You have some reading ahead of you.
I guess everything does eventually break. Or die.
M Pax said…
Love what you shared from what you saved. Very profound and emotional.
Denise D. Young said…
Powerful words. Thanks for sharing. I love the idea of trying to read a poem a day. Though I write fiction these days, I still love poetry deeply and think it deserves a place of honor in our lives.

I admire you for going two months in between book purchases. It's been a while since I've gone that long, as evidenced by the many, many books I own. I just bought one today, actually (a free Kindle copy of Christina Rossetti's "The Goblin Market" and other works). I'll have to see how long I can go.

Great post!
Denise Covey said…
Happy editing, Deniz! The fun part of writing I think, but I know not everyone agrees. I'm a great poetry fan, and I have been enjoying reading regular poems by blogger friend Nilanjana Bose. Don't know if you know her. She writes about what she sees in the world today. I hosted her on my blog last week. Wish I could write poetry!

Heh,heh, I came across Sylvia Day who has a series out very Fifty Shades. Erotic,but enjoyable, not my usual fare,but made a nice change from the heavy books I usually prefer.

Denise :-)
Erin Z. said…
I love reading and writing poetry. I love the quote above. ;)

Reading a poem a day is a great idea.

Nice job on your goals this round.
Cindy Scott said…
That is some powerful words. Been following Amanda's travel lately, and actually got to meet her and Neil in Cambridge when The Art of Asking came out. While I didn't know much of Anthony outside of what Amanda spoke of, he seems/seemed a powerful soul.

It's been a little of everything with reading, writing, and some editing. Trying to keep is real and alive.

Peace Deniz! :-)
Deniz Bevan said…
Thanks everyone! I wanted to share the entire poem, but wasn't sure of the copyright.
I'd really recommend Anthony's books. I'm glad I "met" him through Amanda.
Lucky you got to meet her, Cindy! Neil did a reading and signing in Montreal that I got to attend, but haven't been able to see any of Amanda's shows yet...
Hi Deniz - gosh you mix and match ... and how interesting to read about Anthony Martignetti ... his book of memoirs sounds fascinating.

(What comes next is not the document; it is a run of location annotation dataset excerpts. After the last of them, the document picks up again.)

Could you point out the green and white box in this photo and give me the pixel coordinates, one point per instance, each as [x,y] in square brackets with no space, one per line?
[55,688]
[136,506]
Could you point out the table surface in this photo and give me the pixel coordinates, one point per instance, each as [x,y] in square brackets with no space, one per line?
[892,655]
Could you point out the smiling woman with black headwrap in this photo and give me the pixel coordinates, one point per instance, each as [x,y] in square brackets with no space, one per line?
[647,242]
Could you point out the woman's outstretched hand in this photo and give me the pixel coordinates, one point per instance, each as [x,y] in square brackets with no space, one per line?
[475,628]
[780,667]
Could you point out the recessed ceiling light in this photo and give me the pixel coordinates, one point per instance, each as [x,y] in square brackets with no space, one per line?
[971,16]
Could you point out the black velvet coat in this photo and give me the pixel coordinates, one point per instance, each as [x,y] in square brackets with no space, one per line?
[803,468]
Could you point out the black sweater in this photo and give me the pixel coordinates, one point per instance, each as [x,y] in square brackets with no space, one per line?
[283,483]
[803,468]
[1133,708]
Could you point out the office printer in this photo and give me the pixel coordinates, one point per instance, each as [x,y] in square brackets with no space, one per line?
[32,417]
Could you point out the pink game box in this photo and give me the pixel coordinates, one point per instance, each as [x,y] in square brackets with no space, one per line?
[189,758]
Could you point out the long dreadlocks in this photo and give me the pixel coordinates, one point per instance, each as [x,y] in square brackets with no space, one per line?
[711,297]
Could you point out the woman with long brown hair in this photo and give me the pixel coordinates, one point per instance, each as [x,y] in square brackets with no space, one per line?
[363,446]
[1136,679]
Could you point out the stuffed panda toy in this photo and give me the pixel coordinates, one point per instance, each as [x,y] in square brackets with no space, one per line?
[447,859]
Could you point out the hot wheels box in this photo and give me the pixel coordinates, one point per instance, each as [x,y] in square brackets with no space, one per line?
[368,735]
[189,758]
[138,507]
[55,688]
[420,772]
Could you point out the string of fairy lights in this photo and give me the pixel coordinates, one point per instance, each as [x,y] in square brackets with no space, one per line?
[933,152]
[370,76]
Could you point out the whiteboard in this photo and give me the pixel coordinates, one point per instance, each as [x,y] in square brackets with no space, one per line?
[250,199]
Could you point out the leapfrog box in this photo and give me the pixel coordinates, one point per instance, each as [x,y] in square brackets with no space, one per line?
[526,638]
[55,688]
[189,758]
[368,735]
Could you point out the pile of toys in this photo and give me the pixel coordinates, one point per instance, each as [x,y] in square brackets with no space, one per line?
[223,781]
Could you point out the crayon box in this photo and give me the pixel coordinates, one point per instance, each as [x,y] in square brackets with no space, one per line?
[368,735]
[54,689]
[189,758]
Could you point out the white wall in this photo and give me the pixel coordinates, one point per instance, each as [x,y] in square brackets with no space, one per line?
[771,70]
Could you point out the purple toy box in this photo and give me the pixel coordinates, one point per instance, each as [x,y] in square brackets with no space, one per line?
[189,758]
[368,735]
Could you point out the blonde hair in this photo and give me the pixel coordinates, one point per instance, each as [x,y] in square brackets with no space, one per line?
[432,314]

Well done on finishing the short story ... while the first line could well be so true - frightening.

More books ... lots more to enjoy .. while as you read, lots of new ideas will come to mind for more stories ...

Good luck with your summer reading by the long light evenings .. cheers Hilary
Click said…
I like the idea of reading a poem a day. I normally go ages without reading any poetry and thing binge read loads of it.

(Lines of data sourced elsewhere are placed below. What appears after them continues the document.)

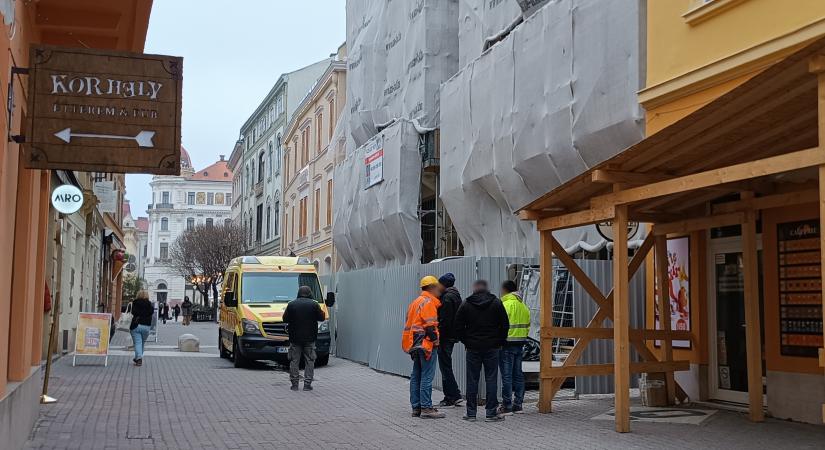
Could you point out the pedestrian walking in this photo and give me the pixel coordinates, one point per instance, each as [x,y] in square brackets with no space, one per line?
[302,316]
[420,340]
[186,310]
[450,301]
[142,312]
[481,324]
[512,376]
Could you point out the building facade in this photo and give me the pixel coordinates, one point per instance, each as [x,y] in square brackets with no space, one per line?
[256,161]
[202,197]
[702,51]
[28,226]
[309,160]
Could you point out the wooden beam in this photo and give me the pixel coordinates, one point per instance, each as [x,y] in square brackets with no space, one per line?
[700,223]
[607,369]
[737,172]
[752,322]
[575,219]
[768,201]
[607,333]
[620,176]
[663,301]
[545,404]
[621,321]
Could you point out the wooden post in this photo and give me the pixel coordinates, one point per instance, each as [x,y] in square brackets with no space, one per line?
[660,246]
[753,324]
[546,262]
[621,321]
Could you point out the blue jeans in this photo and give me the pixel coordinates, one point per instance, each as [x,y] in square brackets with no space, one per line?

I've fallen a bit behind on my reading recently; I spent about ten days slowly plodding through Terry Pratchett's Raising Steam but now I'm reading Tess of the d'Urbervilles. I tried reading it many years ago, got part way through and stopped but I'm enjoying it this go around.

Cait @ Click's Clan
Nas said…
All the best with your editing Deniz. I've just finished one editing project and it turned into this 600 page huge story. Editing it was fun! And it's slotted for July 1st release.

But alas, my reading time dwindles to so little nowadays.
Cherie Reich said…
Those lines are powerful. I can see why you kept them.
S.P. Bowers said…
I have to admit my poetry reading is limited. I used to read a lot more, now I tend to stick to Sara Teasdale and Edna St Vincent Millay.I need to reconnect with a lot of my favorite Russian poets.
Deniz Bevan said…
Thanks all! Ooh, I should reread some Hardy and some Edna St Vincent Millay too. Haven't read nearly enough by either author.